Gillian Thorp went to her local Trader Joe’s in Santa Clara in search for a dozen eggs that now costs her $4, assuming she could find some in the first place.

“I stopped by the egg section and there were only two choices,” Thorp said. “It was pretty empty. I usually only purchase organic eggs and there was only one choice for that.”

The bird flu isn’t going anywhere.

In fact, a fresh wave is sweeping across the United States right now.

So if you love eggs, that is really bad news.

Meanwhile, the size of the U.S. cattle herd has fallen to the lowest level since 1961…

America’s beef cow inventory has steadily declined over the last half-decade, reaching 64-year lows and signaling a deepening crisis across the cattle industry.

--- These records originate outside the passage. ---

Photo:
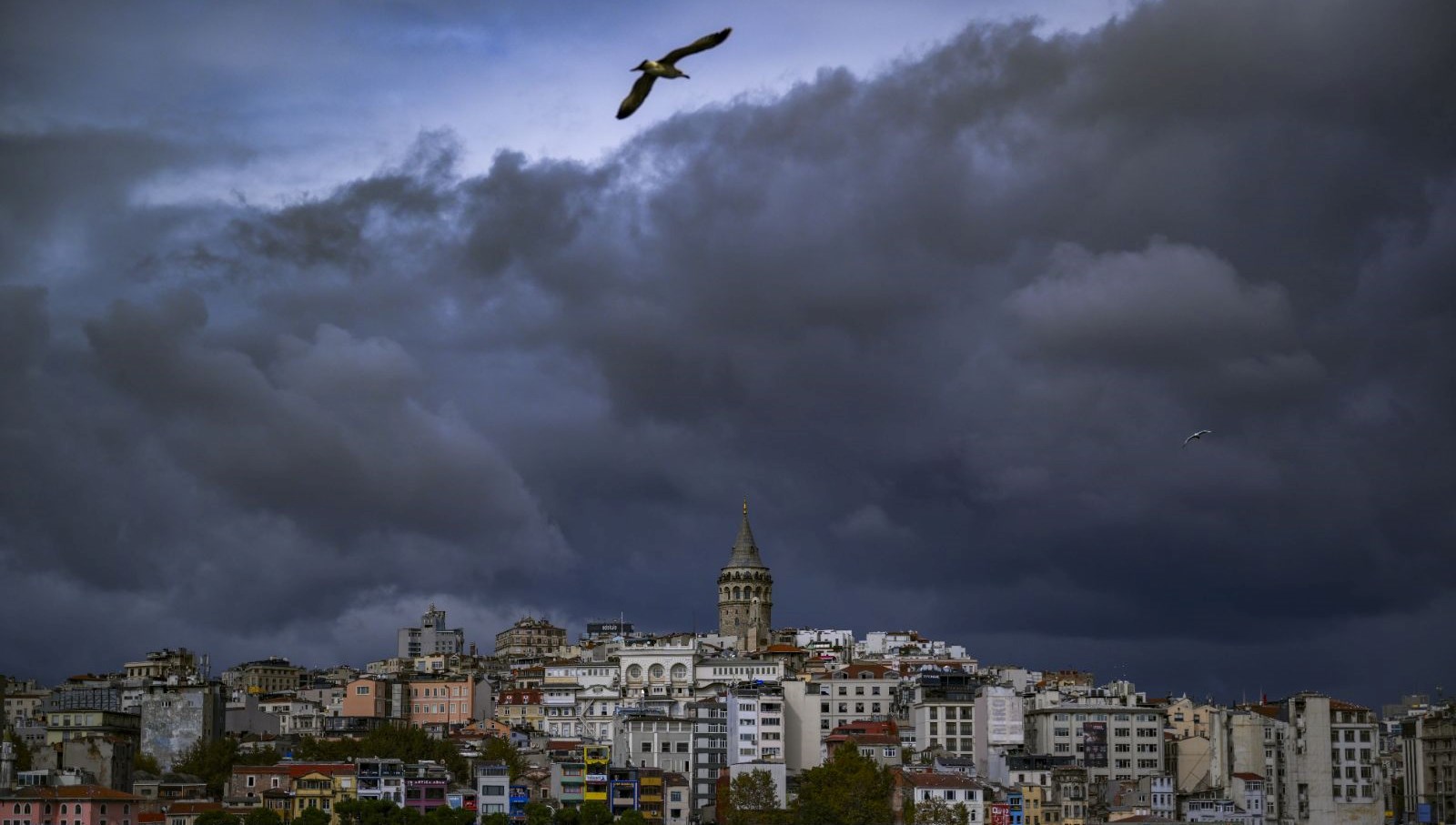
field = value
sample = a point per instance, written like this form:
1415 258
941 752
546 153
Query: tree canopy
216 818
596 814
849 789
213 760
752 800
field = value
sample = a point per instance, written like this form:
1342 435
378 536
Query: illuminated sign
1094 744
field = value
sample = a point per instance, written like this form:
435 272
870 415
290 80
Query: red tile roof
72 792
519 696
189 808
926 779
864 738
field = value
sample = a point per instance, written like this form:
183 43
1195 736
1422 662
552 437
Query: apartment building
710 750
854 693
267 676
659 676
754 723
650 741
433 636
1113 732
531 639
1334 774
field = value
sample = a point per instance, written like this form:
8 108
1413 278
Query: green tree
497 750
752 800
846 790
211 761
22 751
446 815
596 814
395 742
262 817
216 818
932 812
369 812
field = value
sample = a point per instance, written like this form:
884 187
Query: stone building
746 592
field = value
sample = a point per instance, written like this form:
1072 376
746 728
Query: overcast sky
315 315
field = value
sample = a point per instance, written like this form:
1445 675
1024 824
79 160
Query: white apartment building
1113 732
803 725
837 643
659 676
885 643
999 729
1334 774
856 691
644 741
1259 744
296 716
754 723
580 699
713 676
430 638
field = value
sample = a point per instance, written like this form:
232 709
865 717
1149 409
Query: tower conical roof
744 552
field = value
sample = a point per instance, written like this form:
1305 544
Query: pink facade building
69 805
448 701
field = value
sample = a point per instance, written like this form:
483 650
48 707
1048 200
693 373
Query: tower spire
744 548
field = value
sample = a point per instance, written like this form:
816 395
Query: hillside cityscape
746 723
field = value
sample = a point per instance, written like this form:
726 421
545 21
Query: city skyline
313 316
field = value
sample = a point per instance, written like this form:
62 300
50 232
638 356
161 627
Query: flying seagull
666 67
1200 434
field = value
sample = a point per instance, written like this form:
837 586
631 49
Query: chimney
6 766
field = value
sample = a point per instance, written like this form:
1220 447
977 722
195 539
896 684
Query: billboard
1094 744
1004 720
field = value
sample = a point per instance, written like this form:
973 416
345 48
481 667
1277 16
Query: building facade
746 592
531 639
433 636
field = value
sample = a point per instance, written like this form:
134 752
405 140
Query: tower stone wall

As the cattle crisis worsens, consumers should brace for higher ground beef prices.

The shrinking beef supply has pushed the nation’s herd size to its smallest level since 1961. With severe droughts, high interest rates, costly feed prices, sliding farm income, surging farm debt, and a shifting consumer preference toward cheaper chicken, struggling ranchers have been culling heifers, preventing any meaningful recovery in the number of calves necessary to expand the nation’s herds.

There were 183 million people living in the United States in 1961.

Today, our population is nearly double that figure.

So we have the same amount of beef that we did in 1961 to feed almost twice as many people.

If you were wondering why beef prices had gotten so high, now you know.

Instead of eating a steady diet of high quality food, we are being fed an endless stream of heavily-processed packaged foods that are loaded with extremely unhealthy filler ingredients such as high fructose corn syrup.

Sadly, many Americans are in such financial distress that the heavily-processed packaged foods are all that they can afford.

Of course even the heavily-processed packaged foods are quite a bit more expensive than they once were.

We have definitely entered very dangerous territory, and I fully expect the trends that have been pushing up food prices to accelerate even more in 2025.